The new work shows that pseudomonas responds to calprotectin-dependent metal starvation by turning off its own anti-staph factors. Staph can then colonize the lung and destroy host immune cells.

“We think that pseudomonas might benefit from co-infection with staph,” Skaar said.

Michael Noto, M.D., Ph.D., participated in the studies as a postdoctoral fellow and has now joined the Vanderbilt faculty as assistant professor of Medicine. He will continue to explore host-pathogen interactions in cystic fibrosis.

In another series of studies, Skaar and his colleagues analyzed the response of Acinetobacter baumannii, which also infects the lungs, to metal starvation.

Unlike pseudomonas, which turns genes off in response to calprotectin-dependent metal starvation, A. baumannii turns genes on to help it acquire the zinc it needs.

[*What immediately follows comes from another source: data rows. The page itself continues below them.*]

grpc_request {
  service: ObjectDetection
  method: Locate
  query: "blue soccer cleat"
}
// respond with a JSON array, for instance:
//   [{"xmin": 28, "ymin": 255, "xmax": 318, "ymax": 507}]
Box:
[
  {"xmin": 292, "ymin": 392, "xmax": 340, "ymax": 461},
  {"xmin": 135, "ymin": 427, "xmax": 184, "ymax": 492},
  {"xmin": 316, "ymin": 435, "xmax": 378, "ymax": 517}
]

The bacteria produce a zinc-binding protein that enables the release of zinc from storage sites in the bacterial cells. The findings were published in the journal Cell Host & Microbe.

Skaar’s group collaborates with Walter Chazin, Ph.D., Chancellor’s Professor of Medicine and director of the Center for Structural Biology, on studies involving calprotectin.

Catherine Wakeman and Jessica Moore were co-first authors of the Nature Communications study, and Brittany Nairn was the first author of the Cell Host & Microbe report.

The research was supported by grants from the National Institutes of Health (GM103391, RR026742, ES000267, AI101171, AI109177, GM042569) and by a U.S. Department of Veterans Affairs Merit Award.